Watching the TV coverage of the slow-rolling horror in Pittsburgh, I thought:
I’m glad my mother is not alive to see this.
My mother was 92 when she died, a year ago. She was 15 when the Nazis marched into Paris. Her brother was turned in by a neighbor and died in Auschwitz and she barely escaped a transport to the same concentration camp.
The rest of her life was shadowed by the loss of her family and of the world she knew as a child. Even 65 years of relative comfort and safety in the United States could not clear the low-hanging cloud of dread that shaped her. To my mother, the world was a dangerous place, trust was for fools, the future didn’t beacon so much as loom. For my mother, Trump was an outrage, a monster, and proof of the evil that lurked just beneath the surface of the American promise where anti-Semites lay in wait.
My mother would have seen shooting at the Tree of Life Synagogue in Pittsburgh as a bitter confirmation of her worst fears.
I’m glad my father is not alive to see this.
He, too, survived the war in Europe. He lost many friends and relatives. His health was broken, but not his faith in people. He was 72 when he died 20 years ago, and I wish he could have witnessed Barack Obama’s election, which would have vindicated his faith in humanity and his hope for America.
My father would have been horrified by Trump; concerned and even frightened by the sanction he’s given to xenophobia, racism and anti-Semitism. My father would have been horrified by the carnage at the Tree of Life Synagogue — and at the church in Charleston, S.C., and at the Sikh Temple in Oak Creek, Wisconsin. He would have wept over the degradation of the American dream of fairness, and the rule of law. And then he would have written letters to the editor, made phone calls to voters, and, had he been able, he would have marched in the street.
As I watched the news, I wondered how many degrees of separation I was from the families and friends of the people inside the synagogue.
The next morning, I got an email from an elementary school friend, the subject line: “We lost Jerry in Pittsburgh.” That was Jerry Rabinowitz, a classmate, whose name is almost the only thing I remember about him. Jerry grew up to be a doctor. He had lived in Pittsburgh since 1980 and was a member of the Dor Hadash Congregation that was housed in the Tree of Life Synagogue.

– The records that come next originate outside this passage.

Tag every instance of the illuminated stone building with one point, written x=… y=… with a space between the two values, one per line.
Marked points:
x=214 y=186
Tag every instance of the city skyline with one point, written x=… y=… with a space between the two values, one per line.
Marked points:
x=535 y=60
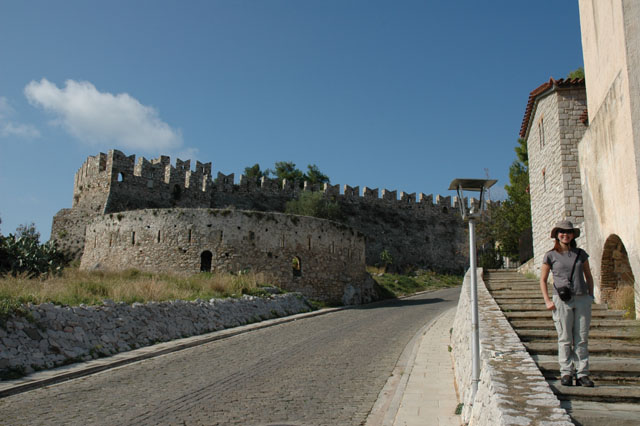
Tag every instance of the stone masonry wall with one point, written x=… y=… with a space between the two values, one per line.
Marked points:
x=511 y=390
x=414 y=229
x=330 y=255
x=554 y=174
x=50 y=335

The email included two photographs of a man with one of those smiles that light up a room.
My mother was right: the anti-Semites were lying in wait all along, and we didn’t lock the doors against them.
My father was right: Americans of all descriptions are out on the streets, expressing sadness, solidarity and outrage.

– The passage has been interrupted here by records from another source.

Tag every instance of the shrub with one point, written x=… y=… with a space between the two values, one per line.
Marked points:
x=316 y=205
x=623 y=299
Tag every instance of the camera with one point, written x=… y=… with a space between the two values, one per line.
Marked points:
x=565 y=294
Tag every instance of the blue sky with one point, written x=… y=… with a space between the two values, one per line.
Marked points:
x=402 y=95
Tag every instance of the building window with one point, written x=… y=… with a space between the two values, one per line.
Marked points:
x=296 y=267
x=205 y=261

For the moment, I am trying to sit with the awful knowledge that Jerry is among the dead.
According to the Talmud, “Whoever destroys a soul, it is as if they destroyed an entire world.”
Jerry was one of 11 in Pittsburgh and one of the hundreds of people who have been murdered in mass shootings in the U.S. this year.
I am trying to sit with the fact that each one of those people left spouses, parents and children whose worlds are now shattered.
I am thinking about the young Parkland shooting survivors, who are still on the road trying to keep us from forgetting the bewilderment and agony that comes of seeing your world destroyed by a man with an automatic rifle and a heart full of hate.
What to do? The Talmud also says, “Whoever saves a life, it is as if they saved an entire world.” In other words, and just for starters, I will work to ban assault weapons and to ensure health care for all.